CHAMPION — A decorated World War II veteran was honored at the Shrine of Our Lady of Good Help on Sunday, Nov. 8, just three days shy of Veterans Day.
A statue of St. Michael the Archangel was dedicated and blessed by Father of Mercy Peter Stryker, shrine rector, in honor of Edwin Gerlikowski, a first lieutenant in the U.S. Army. The statue stands in a devotional grotto, behind the shrine, which honors those who have served in the military.
Gerlikowski, a Green Bay native who died in 1994, was a recipient of the Soldier’s Medal for heroism and the Bronze Star Medal for meritorious service. When he was deployed to Europe, Gerlikowski asked his mother, Helen, to continue making her weekly visits to the shrine to pray the rosary and ask the Blessed Mother for his safe return.
Gerlikowski, who had a strong devotion to the Blessed Mother, carried a finger ring rosary with him to war. According to his family, Gerlikowski promised the Blessed Mother that he would do something special for the shrine if he made it home safely from the war.
The soldier did make it home from battle, but not before witnessing the atrocities perpetrated by the Nazis in Germany.

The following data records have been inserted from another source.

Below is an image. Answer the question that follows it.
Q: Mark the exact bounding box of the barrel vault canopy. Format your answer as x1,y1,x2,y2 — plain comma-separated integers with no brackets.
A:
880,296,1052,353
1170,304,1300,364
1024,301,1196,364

On April 29, 1945, Gerlikowski’s 42nd Rainbow Infantry Division liberated approximately 30,000 prisoners at Dachau concentration camp. On March 25, 1945, he rescued a fellow Army officer who was overcome by poisonous fumes inside of a concrete fortress, called a pillbox, carrying him to safety and administering artificial respiration. He later earned the Soldier’s Medal for his actions.
Following the war, Gerlikowski returned home, enrolled at Marquette University and went on to have a successful career as a Green Bay attorney, all the while determined to keep his promise to the Blessed Mother.

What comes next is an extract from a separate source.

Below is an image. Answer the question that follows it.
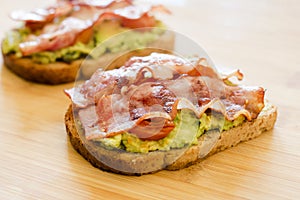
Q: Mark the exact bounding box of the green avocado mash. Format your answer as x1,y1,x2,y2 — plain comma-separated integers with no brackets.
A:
2,21,164,64
97,110,245,153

When he died, Gerlikowski, who never married, left a generous bequest to the shrine. The funds were used to help pay for restoration work at the chapel, according to his family.
When the Catholic Foundation learned about the gift, Cindi Brawner said the diocese believed Gerlikowski deserved to be recognized for his generosity to the shrine.
“We were informed of a very generous bequest to Our Lady of Good Help by Edwin and we have been, for a number of years, trying to find an appropriate way to honor his memory,” Brawner told The Compass. One thought was to create a memorial at the apparition site, she said, but officials came up with a different plan.
“When we found out a little bit more of his history as a World War II hero, we thought (a statue of St. Michael the Archangel, patron saint of soldiers) would be an appropriate and fitting statue to dedicate to Edwin’s memory.”
Walt Fountain, shrine operations manager, was instrumental in getting the project completed.
“We wanted to recognize Edwin’s generosity to the shrine and … we kind of settled in on his military career, because that was a key part of the story,” said Fountain. “He asked his mother to come out here routinely to pray for him. … The whole family rallied to that and brought Mom out here, rain or shine, every Tuesday night to pray for him.”
Fountain said Gerlikowski’s military service was, on its own, worthy of recognition. His love and generosity to the shrine made the memorial fitting.
“It’s a wonderful tribute to this man that we were able to do this here today,” added Fountain.
Before dedicating the statue and blessing it with holy water, Fr. Stryker offered his thanks to Gerlikowski and his family. He reminded the approximately 50 family members and guests seated inside of a pole tent near the devotional grotto that the memorial will bring comfort to many people, including veterans and their families.
“This will continue to be a wonderful place to pray and to ask for the powerful intercession of St. Michael the Archangel, who has been a longtime special patron for those who serve in the military,” he said.
Among the crowd in attendance were Gerlikowski’s two sisters, Ellie Watermolen and Mary Watermolen.
Ellie told The Compass that, when she was 13 or 14, she would drive her mother to the shrine on Tuesday evenings to pray for her brother. “I didn’t have a driver’s license, but I could see over the steering wheel,” she said. “We came to the 9 p.m. novena every Tuesday.”
Her brother needed prayers “for what he saw over there in the service and he came home safely,” she said. “This means a lot because he saw so much.”